Plamen Yankov was born in Bulgaria and studied in Dresden, Germany. In his project Bulgarian DNA he has created a typological exploration of the variety of popular foods he consumes. Looking back at his past eating habits and present ones, he started to perceive these foods as DNA sequences. Presenting the images in grids aims to also reference the formation of the double DNA chain. This body of work begins to provoke a dialogue with the viewer on how traditions are anchored and coded within one self.
Eray Birolov’s breath taking black and white photographs explore the individual enunciations of solitude. The Bulgarian-born filmmaker and photographer is often gazing at loneliness not simply as an emotional state, but as a permanent situation unfolding the lives of people. Birolov’s interest is in the uncontrollable circumstances that provoke solitude – he is not aiming to present it as a negative experience, but rather to explore the complex and constructive nature of it.
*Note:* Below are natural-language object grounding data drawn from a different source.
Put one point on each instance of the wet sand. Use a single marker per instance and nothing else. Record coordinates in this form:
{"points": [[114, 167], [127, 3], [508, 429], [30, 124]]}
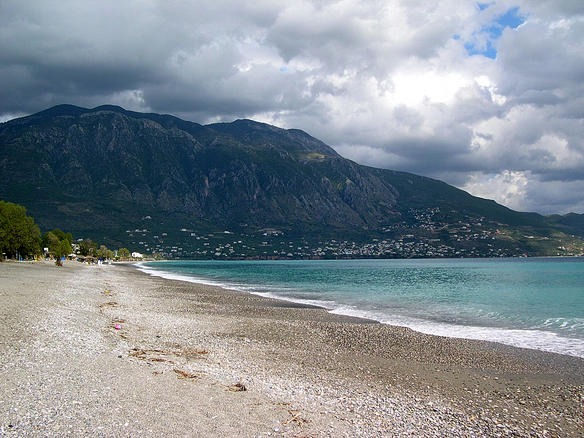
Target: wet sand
{"points": [[111, 351]]}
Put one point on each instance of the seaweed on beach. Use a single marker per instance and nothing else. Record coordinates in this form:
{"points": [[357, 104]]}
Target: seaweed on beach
{"points": [[238, 387], [185, 374]]}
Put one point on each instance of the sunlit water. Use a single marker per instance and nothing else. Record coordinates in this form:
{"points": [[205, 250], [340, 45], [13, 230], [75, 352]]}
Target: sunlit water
{"points": [[532, 303]]}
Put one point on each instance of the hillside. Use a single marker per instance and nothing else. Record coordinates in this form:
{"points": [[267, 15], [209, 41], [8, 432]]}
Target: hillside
{"points": [[245, 189]]}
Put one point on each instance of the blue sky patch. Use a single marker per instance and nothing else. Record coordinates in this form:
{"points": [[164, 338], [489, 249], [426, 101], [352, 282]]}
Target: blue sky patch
{"points": [[485, 41]]}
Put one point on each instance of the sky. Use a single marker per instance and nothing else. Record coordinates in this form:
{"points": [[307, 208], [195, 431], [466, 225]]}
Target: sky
{"points": [[487, 96]]}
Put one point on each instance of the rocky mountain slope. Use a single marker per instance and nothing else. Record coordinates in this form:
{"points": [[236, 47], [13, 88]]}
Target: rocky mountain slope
{"points": [[159, 182]]}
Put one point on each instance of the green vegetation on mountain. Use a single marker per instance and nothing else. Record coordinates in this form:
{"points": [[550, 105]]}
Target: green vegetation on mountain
{"points": [[19, 234], [246, 189]]}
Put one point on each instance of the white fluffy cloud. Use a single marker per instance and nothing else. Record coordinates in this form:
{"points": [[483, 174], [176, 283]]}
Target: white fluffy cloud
{"points": [[486, 95]]}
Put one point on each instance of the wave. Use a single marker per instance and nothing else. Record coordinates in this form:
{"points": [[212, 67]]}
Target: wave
{"points": [[538, 337]]}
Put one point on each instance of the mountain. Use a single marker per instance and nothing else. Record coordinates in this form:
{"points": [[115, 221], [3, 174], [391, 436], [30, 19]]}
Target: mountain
{"points": [[244, 189]]}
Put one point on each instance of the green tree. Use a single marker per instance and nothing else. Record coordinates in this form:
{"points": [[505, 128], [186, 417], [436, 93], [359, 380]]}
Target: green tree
{"points": [[124, 253], [104, 253], [19, 235], [58, 243], [88, 248]]}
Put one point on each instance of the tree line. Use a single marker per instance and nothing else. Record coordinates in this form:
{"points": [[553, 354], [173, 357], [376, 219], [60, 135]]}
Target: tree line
{"points": [[21, 238]]}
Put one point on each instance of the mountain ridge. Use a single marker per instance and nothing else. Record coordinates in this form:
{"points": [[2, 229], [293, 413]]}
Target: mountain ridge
{"points": [[68, 164]]}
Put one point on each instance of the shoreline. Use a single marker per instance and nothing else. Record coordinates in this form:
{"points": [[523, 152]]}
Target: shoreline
{"points": [[528, 339], [307, 372]]}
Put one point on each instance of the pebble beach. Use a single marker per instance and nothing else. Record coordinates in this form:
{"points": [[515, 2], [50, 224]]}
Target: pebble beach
{"points": [[110, 351]]}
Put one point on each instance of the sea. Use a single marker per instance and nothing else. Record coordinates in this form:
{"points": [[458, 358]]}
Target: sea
{"points": [[535, 303]]}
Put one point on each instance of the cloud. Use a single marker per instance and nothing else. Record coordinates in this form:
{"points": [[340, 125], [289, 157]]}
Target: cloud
{"points": [[485, 95]]}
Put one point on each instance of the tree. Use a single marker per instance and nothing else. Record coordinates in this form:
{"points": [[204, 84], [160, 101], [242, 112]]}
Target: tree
{"points": [[58, 242], [88, 248], [104, 253], [124, 253], [19, 234]]}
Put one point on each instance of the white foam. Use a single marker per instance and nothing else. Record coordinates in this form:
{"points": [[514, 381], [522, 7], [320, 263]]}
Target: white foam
{"points": [[533, 339]]}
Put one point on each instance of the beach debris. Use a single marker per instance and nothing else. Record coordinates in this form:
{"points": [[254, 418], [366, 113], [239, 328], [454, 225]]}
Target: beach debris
{"points": [[185, 374], [108, 304], [295, 418], [238, 387]]}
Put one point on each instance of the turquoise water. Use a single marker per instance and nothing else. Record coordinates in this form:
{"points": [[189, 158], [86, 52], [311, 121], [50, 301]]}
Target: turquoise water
{"points": [[532, 303]]}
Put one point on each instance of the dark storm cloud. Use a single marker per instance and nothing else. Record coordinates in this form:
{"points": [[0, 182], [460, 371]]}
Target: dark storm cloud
{"points": [[389, 83]]}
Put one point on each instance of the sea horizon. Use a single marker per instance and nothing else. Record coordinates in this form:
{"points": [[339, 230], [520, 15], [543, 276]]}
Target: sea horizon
{"points": [[535, 303]]}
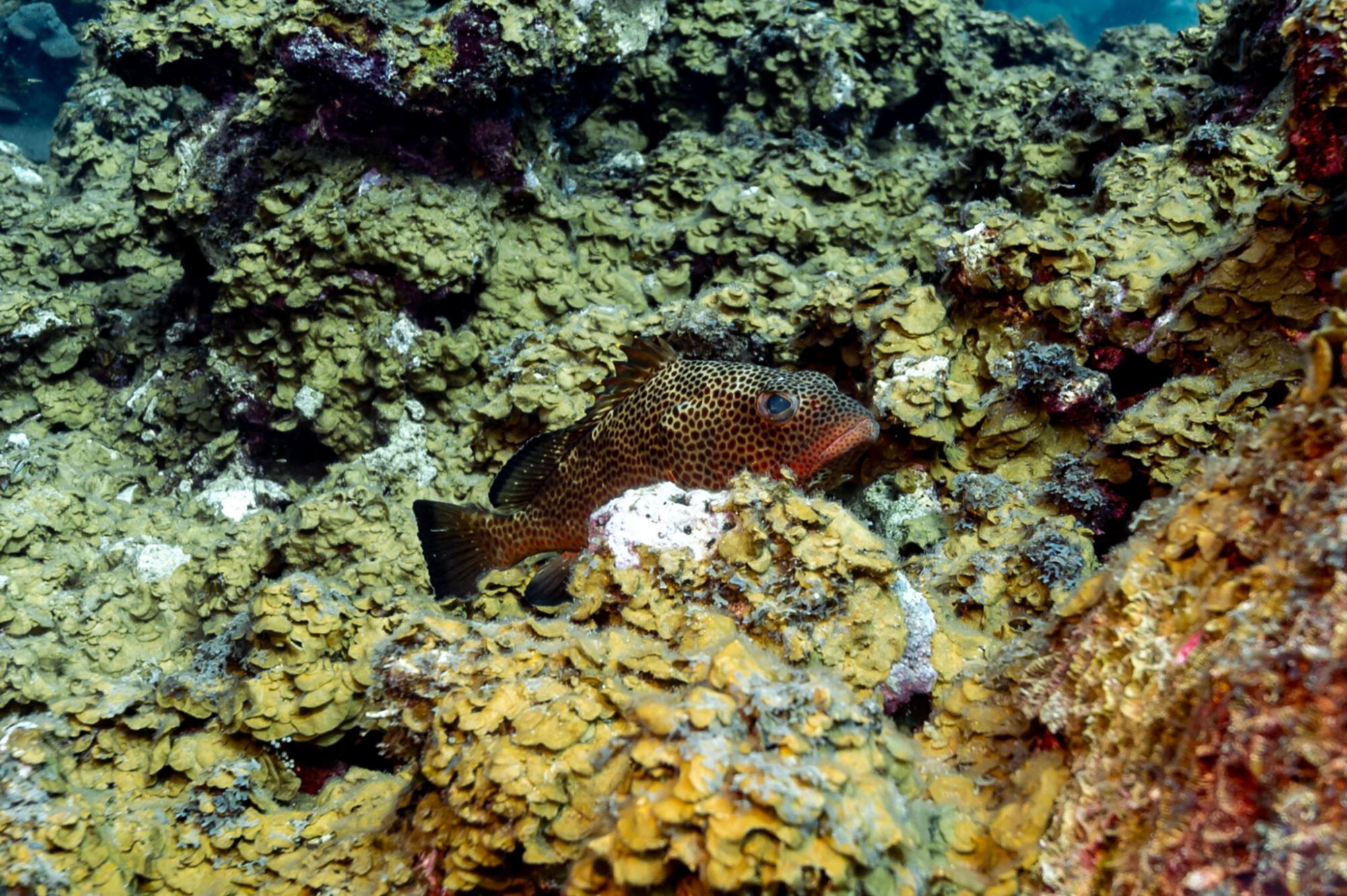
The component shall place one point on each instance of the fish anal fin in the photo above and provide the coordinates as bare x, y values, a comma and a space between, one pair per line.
525, 475
549, 587
645, 359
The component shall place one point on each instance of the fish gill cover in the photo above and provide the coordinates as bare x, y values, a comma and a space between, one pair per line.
292, 267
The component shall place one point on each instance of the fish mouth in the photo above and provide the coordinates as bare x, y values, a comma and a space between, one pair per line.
841, 450
859, 435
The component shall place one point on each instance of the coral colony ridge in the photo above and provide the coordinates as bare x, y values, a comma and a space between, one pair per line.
1070, 622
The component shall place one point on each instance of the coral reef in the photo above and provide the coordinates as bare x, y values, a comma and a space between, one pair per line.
1197, 681
293, 265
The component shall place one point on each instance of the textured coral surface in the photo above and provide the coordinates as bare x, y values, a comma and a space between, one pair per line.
290, 267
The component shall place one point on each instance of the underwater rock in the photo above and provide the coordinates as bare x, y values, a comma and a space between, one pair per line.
40, 22
1197, 683
728, 697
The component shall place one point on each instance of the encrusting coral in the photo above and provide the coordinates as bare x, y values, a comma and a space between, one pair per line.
1198, 681
700, 714
293, 267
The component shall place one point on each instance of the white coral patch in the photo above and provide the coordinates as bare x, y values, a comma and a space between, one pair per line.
914, 673
659, 517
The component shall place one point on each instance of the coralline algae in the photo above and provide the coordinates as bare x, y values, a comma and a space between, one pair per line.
290, 264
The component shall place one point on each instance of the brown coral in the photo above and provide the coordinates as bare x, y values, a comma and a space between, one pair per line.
1200, 681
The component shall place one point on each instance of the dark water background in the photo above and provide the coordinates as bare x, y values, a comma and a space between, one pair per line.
1088, 20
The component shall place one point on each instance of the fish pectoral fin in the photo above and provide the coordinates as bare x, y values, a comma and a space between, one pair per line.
459, 547
525, 475
550, 586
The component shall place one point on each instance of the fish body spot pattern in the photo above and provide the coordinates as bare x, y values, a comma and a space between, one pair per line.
659, 419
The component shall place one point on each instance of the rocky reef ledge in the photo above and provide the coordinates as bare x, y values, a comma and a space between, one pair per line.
1076, 626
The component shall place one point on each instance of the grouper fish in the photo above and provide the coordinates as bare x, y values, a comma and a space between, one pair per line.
659, 419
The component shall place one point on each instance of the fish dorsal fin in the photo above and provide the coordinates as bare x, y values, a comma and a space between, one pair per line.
645, 359
535, 462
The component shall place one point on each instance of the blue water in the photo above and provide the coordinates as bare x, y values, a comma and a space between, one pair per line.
1089, 20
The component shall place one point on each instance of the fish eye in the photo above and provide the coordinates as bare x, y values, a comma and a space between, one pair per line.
778, 407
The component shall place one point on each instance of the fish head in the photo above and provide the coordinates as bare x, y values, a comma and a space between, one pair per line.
766, 420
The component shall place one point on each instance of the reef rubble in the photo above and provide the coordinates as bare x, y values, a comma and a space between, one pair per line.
292, 267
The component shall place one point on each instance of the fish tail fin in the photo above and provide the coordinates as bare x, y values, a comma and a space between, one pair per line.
460, 545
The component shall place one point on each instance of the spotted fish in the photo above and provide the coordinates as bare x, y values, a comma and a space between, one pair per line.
661, 417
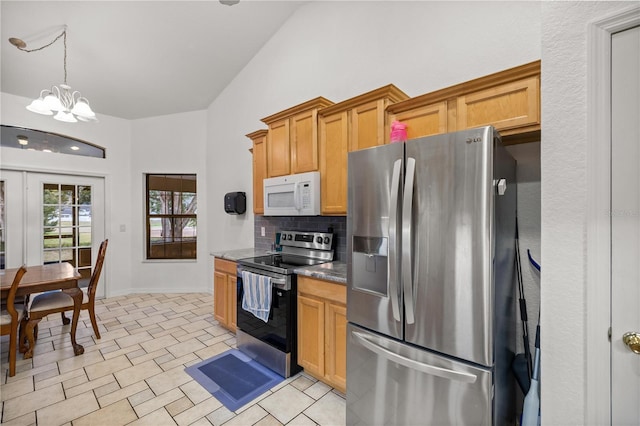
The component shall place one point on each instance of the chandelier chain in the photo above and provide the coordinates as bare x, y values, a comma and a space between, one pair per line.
64, 40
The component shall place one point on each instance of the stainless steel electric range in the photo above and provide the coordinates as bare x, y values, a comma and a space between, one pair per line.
274, 343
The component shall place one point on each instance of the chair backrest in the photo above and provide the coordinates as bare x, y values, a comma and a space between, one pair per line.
12, 293
97, 269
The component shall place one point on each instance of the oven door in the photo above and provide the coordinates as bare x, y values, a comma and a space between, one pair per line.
280, 329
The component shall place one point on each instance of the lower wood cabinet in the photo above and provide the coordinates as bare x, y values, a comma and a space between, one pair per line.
225, 293
322, 330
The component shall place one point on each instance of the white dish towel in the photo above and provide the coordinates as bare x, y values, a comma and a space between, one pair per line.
257, 294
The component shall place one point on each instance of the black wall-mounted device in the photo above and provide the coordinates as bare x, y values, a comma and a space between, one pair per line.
235, 203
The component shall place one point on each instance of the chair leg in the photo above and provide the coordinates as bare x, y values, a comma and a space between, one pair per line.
12, 349
22, 337
92, 316
29, 331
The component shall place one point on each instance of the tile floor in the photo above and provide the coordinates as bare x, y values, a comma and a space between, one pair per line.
134, 375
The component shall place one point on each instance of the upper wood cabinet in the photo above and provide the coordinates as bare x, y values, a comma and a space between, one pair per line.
292, 139
354, 124
259, 150
508, 100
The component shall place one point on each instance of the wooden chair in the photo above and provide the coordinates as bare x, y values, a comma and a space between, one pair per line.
58, 301
9, 319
Visiting the village Idomeni in Greece during 2016, Teodor Teodorov stumbles upon the biggest refugee camp in Europe for that period of time. Idomeni is situated very close to Macedonia, on his way the photographer finds the temporary homes of the refugees on the farm lands near the borders. Spending two days at the camp, he focused on the children who inhabited these spaces. Teodorov not only became an insider, but also his images are capable of encompassing the innocence and hope glued to the faces of his subjects.
Alexander Stanishev is a Bulgarian cinematographer with an extensive career working in the film, music and advertisement industry. He has also turned his creativity towards photography, capturing melancholy, loneliness, dark humour and the absurd. His photographs work as a continuation of his filmmaking, creating a narrative within each one of them. Using photography as therapy, escaping from the everyday life and problems, he captures the moments of depression and melancholy, where he also finds true beauty.
Maximilian Pramatarov’s work is based on personal experiences and encounters as a European citizen. In Confrontations down the E80, Pramatarov records a journey down an A-Class West-East European route. Unfortunately, the only area with insufficient road infrastructure in an inevitable decline is around Turkey and Bulgaria. Visiting these forgotten spaces, he prefers to photograph them uninhabited and empty, focusing on the lack of beings one begins to see different things in the highway landscapes.
Concentrating on the capital of Bulgaria – Sofia, the documentary photographer Rossen Kuzmanov continues to develop his ongoing project Sofia, Mirrors and Windows. Working in black and white film, Kuzmanov collects a personal visual record of his environment whilst searching for glimpses of beauty in the fractured city. Sofia is seen through mirrors and windows making the viewer question the relationship between the many realities of daily life.